Trovare una definizione a questo paradigma economico è molto difficile, perché più che una teoria specifica è una vera e propria visione del mondo e dell’uomo, che non è propria solo delle aziende, ma applicabile a tutte le forme di associazione tra persone.
Se per l’economia classica l’uomo è visto come l’homo oeconomicus, ossia l’uomo razionale, quello del calcolo, che usa le sue risorse per trovare il massimo vantaggio per sé stesso, per l’economia civile l’uomo è homo homini natura amicus, ossia l’uomo che per natura è amico di altri uomini; e così cambia tutta la riflessione. Il punto di partenza, infatti, è l’essere amici ed il processo economico ha come obiettivo quello di rafforzare questa amicizia. Più che i numeri, l’economia civile prende in considerazione le persone, portatori e depositari di un valore in sé. Ecco allora che il compito dell’economia civile non può essere il benessere materiale dell’individuo, ma la felicità collettiva, che si ottiene con il suo sviluppo integrale.
Quando si parla di sviluppo occorre prendere le distanze dal concetto di crescita tipico dell’economia classica: per crescita, infatti, si intende l’aumento delle risorse materiali.
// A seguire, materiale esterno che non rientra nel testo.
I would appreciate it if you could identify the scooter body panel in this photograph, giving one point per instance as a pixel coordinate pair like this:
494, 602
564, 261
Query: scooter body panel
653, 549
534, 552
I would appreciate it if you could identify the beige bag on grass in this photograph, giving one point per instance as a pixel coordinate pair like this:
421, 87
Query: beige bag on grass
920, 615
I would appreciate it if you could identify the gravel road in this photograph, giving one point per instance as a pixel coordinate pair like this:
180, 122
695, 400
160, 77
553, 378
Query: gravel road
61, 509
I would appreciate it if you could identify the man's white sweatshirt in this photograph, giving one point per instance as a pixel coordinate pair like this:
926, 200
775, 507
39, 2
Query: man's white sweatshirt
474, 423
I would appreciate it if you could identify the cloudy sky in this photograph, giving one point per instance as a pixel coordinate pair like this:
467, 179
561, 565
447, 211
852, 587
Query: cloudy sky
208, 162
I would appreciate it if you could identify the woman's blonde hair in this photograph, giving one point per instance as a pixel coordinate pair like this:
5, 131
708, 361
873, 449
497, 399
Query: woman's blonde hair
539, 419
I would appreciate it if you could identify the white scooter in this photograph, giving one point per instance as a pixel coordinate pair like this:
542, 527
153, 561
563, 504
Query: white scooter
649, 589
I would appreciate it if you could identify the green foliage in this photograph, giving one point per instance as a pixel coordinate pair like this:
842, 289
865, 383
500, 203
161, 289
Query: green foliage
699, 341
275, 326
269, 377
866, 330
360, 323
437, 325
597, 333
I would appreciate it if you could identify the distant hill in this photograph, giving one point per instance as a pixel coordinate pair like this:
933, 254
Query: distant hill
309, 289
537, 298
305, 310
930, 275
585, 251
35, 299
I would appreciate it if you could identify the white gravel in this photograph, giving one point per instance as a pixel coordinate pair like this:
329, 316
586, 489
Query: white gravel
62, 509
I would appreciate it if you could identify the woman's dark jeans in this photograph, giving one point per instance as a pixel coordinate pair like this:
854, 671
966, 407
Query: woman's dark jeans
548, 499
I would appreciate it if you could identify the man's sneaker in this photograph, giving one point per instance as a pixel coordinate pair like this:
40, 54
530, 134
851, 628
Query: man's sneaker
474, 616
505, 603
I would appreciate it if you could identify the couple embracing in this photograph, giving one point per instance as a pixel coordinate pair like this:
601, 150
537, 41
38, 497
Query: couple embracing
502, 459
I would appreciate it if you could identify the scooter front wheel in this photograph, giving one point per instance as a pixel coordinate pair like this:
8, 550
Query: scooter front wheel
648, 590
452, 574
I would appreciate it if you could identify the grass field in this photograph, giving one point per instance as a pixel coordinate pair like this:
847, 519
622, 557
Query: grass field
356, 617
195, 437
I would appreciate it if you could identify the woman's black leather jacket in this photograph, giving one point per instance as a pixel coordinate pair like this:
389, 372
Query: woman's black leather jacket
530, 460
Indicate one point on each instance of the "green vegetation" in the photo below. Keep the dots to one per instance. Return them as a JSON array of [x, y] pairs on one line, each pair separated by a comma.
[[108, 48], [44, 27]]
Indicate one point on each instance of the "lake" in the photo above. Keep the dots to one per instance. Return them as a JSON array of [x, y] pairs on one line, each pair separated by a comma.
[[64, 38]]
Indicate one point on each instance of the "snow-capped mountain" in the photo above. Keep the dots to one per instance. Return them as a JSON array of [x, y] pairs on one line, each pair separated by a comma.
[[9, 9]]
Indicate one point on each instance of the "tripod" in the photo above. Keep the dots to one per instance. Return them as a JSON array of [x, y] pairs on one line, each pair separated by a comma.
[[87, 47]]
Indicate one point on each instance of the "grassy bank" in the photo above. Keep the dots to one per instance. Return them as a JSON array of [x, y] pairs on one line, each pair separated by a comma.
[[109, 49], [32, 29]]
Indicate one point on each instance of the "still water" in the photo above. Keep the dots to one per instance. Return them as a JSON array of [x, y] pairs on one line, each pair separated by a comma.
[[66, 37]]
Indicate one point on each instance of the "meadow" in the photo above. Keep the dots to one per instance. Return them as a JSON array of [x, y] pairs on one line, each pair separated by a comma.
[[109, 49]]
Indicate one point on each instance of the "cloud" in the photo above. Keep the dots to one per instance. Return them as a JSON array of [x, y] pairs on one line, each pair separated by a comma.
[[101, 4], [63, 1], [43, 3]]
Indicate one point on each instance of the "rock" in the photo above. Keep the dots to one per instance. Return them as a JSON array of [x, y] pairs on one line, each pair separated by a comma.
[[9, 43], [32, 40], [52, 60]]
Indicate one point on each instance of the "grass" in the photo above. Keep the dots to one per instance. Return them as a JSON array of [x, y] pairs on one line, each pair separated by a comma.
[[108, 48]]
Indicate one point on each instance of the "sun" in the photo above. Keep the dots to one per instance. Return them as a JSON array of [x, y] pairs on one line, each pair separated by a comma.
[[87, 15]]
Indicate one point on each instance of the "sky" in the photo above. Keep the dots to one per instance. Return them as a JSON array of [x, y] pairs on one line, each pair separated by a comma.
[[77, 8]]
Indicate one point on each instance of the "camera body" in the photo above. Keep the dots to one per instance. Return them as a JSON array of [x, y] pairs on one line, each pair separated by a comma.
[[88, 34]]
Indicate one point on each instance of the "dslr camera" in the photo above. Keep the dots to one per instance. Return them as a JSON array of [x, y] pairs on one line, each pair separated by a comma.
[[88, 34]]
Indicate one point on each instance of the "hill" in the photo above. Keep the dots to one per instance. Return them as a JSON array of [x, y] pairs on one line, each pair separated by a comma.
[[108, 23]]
Concetto, però, che non è tipico dell’essere umano bensì dell’animale: questo ha bisogno di materia, di cibo, di forze. E noi aderendo a questo concetto abbiamo associato la nostra felicità alla crescita materiale, di denaro, di beni e di risorse, diventando in qualche modo animaleschi – altra concezione dell’economia classica – per cui l’uomo è “lupo per l’uomo”, ossia ognuno è predatore, per cui occorre difendersi e crescere per essere più forti, con il rischio di mettere l’altro in condizioni di fragilità. Se si vuole questo tipo di crescita, l’economia classica fornisce tutti gli strumenti per gonfiare il portafoglio ma, allo stesso tempo, distrugge l’ambiente e taglia le relazioni interpersonali.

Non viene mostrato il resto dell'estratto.